The spectrophotometric assay of Gly-I and GST activities in DEAE eluted fractions showed that the active Gly-I fractions had also GST activity (Fig. 4). The GST activity started increasing under the Gly-I peak. It should be mentioned that in our previous study, three GSTs were reported in this maize variety . Among them, the 1st eluted GST (91.7 mM KCl) had very close elution point to that of Gly-I (85 mM KCl) in the same chromatography. Thus, the 1st GST overlapped the Gly-I in maize seedlings (Fig. 4).
The fractions eluted from affinity chromatography were also subjected to examine GST activity (Fig. 5). Interestingly, the affinity fractions of both green and non-green part also showed the activities of Gly-I and GST in the same fraction. The both cases, the highest activities were obtained in fraction 2.

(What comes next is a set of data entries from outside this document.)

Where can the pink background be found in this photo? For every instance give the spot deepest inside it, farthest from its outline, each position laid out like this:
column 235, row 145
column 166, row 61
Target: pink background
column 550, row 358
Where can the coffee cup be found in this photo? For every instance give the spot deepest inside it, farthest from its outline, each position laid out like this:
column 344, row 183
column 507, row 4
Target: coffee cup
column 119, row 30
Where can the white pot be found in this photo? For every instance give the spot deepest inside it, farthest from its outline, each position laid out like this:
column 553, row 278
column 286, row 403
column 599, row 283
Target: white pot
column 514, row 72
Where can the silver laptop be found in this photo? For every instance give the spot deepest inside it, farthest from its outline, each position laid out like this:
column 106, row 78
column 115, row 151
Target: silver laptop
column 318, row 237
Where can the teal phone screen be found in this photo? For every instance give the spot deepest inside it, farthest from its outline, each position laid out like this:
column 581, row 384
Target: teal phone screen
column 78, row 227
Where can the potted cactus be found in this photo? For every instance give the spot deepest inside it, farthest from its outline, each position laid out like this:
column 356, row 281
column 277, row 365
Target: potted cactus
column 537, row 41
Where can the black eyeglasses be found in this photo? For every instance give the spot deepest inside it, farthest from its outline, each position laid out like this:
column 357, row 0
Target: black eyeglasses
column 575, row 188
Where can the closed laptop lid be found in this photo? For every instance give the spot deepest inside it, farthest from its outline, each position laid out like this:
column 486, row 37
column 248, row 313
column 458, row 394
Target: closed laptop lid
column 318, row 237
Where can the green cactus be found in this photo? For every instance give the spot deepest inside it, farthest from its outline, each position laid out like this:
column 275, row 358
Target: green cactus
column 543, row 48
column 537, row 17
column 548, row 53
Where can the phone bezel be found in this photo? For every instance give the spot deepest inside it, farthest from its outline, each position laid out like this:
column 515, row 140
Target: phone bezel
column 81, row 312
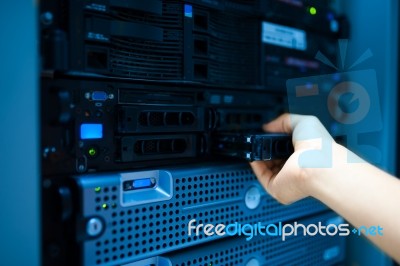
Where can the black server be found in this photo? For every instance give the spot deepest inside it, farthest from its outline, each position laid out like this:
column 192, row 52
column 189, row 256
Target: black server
column 136, row 97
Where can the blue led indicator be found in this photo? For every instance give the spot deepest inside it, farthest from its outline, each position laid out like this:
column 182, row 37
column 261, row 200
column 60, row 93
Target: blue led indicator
column 91, row 131
column 188, row 11
column 142, row 183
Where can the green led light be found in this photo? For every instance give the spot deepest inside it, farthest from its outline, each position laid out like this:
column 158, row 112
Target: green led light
column 312, row 10
column 92, row 152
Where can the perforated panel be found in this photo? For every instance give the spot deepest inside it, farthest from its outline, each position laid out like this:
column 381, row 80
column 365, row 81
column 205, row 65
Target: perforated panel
column 210, row 194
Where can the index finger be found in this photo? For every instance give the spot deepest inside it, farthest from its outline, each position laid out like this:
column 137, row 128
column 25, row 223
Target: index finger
column 285, row 123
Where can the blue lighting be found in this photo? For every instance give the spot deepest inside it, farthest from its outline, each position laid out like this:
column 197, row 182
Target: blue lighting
column 142, row 183
column 91, row 131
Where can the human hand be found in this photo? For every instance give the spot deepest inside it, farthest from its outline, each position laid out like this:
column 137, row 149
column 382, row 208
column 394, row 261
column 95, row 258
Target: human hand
column 313, row 148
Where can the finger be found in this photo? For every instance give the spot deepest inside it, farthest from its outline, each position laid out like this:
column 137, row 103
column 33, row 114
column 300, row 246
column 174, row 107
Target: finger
column 263, row 172
column 283, row 124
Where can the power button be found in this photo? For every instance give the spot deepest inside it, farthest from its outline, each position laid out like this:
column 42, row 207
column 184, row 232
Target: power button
column 253, row 197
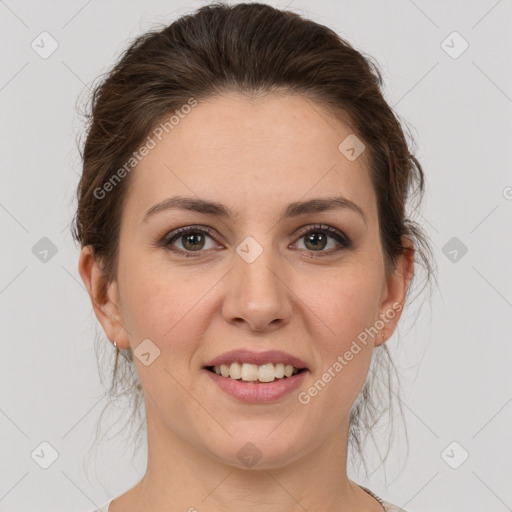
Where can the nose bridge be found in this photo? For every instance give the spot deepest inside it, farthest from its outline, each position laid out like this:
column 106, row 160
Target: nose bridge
column 256, row 292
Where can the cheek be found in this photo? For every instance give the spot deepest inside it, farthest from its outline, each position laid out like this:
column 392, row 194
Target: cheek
column 163, row 306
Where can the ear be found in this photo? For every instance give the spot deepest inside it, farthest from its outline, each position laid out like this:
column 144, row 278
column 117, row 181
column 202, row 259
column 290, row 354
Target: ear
column 104, row 296
column 394, row 292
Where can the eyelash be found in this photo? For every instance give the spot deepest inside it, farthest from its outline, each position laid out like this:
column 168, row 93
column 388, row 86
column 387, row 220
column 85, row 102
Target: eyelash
column 167, row 240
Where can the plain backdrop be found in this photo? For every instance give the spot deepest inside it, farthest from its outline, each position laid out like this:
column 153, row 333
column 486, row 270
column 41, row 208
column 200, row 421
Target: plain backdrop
column 448, row 72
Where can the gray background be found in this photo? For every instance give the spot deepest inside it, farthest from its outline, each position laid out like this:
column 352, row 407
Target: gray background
column 455, row 358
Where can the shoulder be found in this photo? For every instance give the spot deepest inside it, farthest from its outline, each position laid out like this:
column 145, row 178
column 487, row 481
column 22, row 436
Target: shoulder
column 103, row 508
column 389, row 507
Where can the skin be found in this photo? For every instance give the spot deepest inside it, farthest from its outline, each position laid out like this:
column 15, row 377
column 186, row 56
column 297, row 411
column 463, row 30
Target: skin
column 254, row 156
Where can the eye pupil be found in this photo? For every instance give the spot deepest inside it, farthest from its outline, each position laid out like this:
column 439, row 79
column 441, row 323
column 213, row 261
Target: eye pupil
column 315, row 237
column 193, row 236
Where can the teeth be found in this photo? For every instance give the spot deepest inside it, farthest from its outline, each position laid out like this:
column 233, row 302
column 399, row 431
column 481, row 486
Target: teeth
column 252, row 372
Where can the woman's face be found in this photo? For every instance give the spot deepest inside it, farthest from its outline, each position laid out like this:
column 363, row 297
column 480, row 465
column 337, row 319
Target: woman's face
column 268, row 276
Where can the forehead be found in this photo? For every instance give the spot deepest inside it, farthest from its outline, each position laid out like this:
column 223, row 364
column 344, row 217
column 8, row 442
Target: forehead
column 251, row 152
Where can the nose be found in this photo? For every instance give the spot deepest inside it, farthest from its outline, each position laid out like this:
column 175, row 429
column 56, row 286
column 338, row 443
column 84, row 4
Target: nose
column 257, row 293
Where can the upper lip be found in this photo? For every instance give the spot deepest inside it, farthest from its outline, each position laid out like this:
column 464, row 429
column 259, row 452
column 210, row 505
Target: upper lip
column 258, row 358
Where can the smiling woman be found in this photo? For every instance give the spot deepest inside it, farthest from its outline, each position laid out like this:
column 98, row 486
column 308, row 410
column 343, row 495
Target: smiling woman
column 252, row 265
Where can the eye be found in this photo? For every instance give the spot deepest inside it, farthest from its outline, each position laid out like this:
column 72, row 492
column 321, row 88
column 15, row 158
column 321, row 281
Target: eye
column 316, row 239
column 191, row 239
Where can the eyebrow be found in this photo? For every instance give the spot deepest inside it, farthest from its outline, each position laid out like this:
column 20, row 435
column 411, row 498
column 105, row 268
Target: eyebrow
column 219, row 210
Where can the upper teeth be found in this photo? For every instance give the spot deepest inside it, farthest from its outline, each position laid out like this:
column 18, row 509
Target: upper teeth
column 251, row 372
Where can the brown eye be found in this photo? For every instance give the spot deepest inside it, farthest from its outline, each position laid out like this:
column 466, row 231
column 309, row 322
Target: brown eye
column 316, row 239
column 190, row 239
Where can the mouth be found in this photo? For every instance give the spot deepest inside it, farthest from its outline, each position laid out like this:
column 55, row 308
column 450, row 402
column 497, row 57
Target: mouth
column 257, row 374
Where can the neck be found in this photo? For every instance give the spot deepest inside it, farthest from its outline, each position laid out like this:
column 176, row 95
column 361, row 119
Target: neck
column 181, row 476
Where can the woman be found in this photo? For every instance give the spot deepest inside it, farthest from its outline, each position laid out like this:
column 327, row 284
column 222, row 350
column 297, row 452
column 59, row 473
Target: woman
column 244, row 238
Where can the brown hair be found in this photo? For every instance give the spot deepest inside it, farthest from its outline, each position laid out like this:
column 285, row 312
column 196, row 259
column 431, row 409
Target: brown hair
column 254, row 49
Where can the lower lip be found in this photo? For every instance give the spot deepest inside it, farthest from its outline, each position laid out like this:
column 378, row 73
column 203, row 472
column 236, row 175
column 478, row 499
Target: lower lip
column 258, row 392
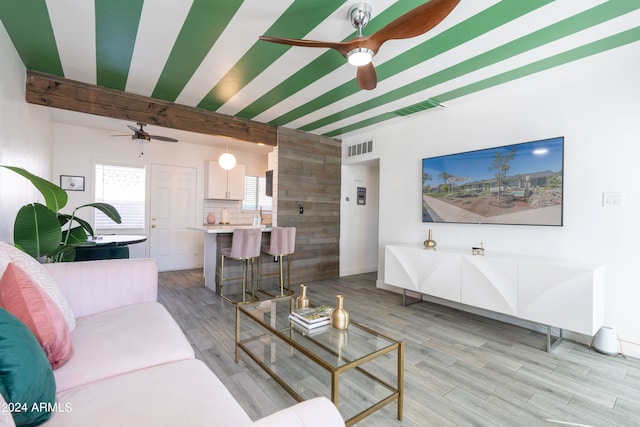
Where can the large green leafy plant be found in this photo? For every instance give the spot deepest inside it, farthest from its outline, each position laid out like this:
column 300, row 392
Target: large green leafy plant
column 43, row 231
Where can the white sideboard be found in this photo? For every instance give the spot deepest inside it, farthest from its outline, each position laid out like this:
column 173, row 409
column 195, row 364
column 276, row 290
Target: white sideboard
column 563, row 294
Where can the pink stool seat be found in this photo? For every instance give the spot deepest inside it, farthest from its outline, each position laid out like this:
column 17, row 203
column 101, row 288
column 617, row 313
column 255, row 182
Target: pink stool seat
column 283, row 241
column 282, row 244
column 245, row 247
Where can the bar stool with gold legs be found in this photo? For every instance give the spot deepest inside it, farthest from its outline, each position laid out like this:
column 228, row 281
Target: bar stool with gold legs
column 282, row 244
column 245, row 247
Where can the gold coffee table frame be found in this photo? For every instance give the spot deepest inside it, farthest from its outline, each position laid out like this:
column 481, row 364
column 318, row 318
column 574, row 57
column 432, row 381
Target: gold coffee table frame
column 336, row 358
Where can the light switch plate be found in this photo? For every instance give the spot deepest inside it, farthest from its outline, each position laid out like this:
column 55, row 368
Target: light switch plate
column 613, row 200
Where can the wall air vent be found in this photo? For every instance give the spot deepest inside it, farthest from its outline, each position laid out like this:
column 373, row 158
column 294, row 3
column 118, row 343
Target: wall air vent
column 360, row 148
column 416, row 108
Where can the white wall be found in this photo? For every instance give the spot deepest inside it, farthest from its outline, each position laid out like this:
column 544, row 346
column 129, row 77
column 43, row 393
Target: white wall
column 25, row 138
column 594, row 104
column 359, row 223
column 76, row 149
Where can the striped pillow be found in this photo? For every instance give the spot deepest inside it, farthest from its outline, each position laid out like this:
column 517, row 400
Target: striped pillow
column 20, row 296
column 39, row 275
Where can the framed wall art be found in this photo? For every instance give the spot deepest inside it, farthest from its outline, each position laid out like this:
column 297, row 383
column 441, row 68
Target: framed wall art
column 72, row 183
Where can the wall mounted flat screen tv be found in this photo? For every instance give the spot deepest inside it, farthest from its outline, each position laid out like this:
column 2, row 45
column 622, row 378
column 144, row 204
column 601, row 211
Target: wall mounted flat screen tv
column 519, row 184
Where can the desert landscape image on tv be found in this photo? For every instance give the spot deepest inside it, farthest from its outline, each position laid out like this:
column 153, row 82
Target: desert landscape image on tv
column 518, row 184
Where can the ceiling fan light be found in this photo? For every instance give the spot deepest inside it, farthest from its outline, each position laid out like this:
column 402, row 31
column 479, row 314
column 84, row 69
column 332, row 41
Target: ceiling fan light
column 359, row 56
column 227, row 161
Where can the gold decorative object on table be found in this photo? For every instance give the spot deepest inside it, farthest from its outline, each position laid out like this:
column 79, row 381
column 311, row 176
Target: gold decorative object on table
column 303, row 300
column 478, row 251
column 430, row 243
column 339, row 316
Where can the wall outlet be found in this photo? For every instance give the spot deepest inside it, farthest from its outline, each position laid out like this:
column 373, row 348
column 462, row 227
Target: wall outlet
column 613, row 200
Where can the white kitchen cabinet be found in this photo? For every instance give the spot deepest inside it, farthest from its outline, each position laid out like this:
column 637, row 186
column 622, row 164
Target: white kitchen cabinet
column 224, row 184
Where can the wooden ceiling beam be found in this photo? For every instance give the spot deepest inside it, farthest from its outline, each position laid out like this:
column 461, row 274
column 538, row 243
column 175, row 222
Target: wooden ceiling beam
column 58, row 92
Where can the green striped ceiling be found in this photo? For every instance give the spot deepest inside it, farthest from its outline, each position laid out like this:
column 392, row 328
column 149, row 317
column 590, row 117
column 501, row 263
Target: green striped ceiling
column 206, row 53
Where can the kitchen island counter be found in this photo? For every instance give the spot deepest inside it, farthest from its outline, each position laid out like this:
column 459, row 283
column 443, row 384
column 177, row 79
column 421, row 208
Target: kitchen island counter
column 216, row 237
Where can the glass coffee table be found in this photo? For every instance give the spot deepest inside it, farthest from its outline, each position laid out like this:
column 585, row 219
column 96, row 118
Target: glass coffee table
column 359, row 369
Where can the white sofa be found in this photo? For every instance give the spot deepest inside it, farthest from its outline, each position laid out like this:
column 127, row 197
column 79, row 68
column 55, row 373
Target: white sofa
column 133, row 366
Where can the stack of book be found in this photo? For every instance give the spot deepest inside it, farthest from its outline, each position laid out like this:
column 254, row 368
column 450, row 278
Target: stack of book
column 311, row 318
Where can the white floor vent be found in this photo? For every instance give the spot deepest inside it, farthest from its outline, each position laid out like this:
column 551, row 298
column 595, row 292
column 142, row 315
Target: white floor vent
column 360, row 148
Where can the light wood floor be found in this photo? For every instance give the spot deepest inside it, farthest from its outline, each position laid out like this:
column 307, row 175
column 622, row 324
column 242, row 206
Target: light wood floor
column 460, row 369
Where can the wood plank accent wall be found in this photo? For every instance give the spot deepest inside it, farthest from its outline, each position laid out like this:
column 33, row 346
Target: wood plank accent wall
column 309, row 168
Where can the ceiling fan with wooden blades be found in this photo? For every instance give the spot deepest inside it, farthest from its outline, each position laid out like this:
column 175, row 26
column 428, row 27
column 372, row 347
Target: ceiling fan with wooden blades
column 360, row 50
column 140, row 135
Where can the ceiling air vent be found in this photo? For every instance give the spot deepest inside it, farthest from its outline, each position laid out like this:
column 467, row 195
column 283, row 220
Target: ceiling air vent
column 360, row 148
column 416, row 108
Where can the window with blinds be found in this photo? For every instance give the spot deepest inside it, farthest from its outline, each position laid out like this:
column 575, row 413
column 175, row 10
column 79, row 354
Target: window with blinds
column 255, row 197
column 124, row 188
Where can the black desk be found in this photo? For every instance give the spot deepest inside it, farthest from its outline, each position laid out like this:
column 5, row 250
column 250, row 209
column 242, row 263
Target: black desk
column 112, row 246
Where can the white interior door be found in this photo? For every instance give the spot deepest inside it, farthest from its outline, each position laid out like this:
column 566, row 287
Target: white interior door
column 172, row 210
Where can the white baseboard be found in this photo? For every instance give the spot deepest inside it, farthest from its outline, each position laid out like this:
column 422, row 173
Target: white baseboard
column 357, row 270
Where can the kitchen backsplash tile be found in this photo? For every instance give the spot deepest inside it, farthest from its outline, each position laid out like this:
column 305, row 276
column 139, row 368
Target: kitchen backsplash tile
column 236, row 214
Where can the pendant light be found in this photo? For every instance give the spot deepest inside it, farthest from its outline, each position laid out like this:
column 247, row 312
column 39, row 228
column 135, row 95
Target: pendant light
column 227, row 160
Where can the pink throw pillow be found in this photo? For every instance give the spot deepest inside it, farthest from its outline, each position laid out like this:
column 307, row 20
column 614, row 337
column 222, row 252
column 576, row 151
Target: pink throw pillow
column 20, row 296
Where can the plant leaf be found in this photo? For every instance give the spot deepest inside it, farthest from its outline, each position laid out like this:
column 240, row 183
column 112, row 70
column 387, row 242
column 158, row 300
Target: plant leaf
column 36, row 230
column 106, row 209
column 54, row 196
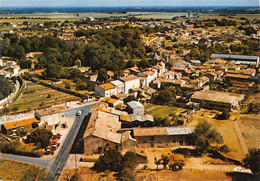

Therefore, it is clear that a GST eluted with Gly-I during purification of Gly-I from maize seedlings and the additional protein band in SDS-PAGE was due to presence of the GST protein. Previously, Deswal and Sopory  found two adjacent two band during gly-I purification from Brassica juncea which was due to shifting in mobility. Recently, Islam et al.  reported a GST and Gly-I protein in same fraction eluted from affinity chromatography during purification of GST from onion bulb.
In this study, during purification of Gly-I from maize seedlings, a GST protein eluted with Gly-I. In active Gly-I fractions from DEAE-cellulose contains GST activity also. Similarly, affinity fraction also contained the two proteins. Therefore, the two adjacent protein bands in SDS-PAGE are due two presence of Gly-I and GST. From this study, it could be suggested that during purification of a target protein, the other related proteins should also be examined.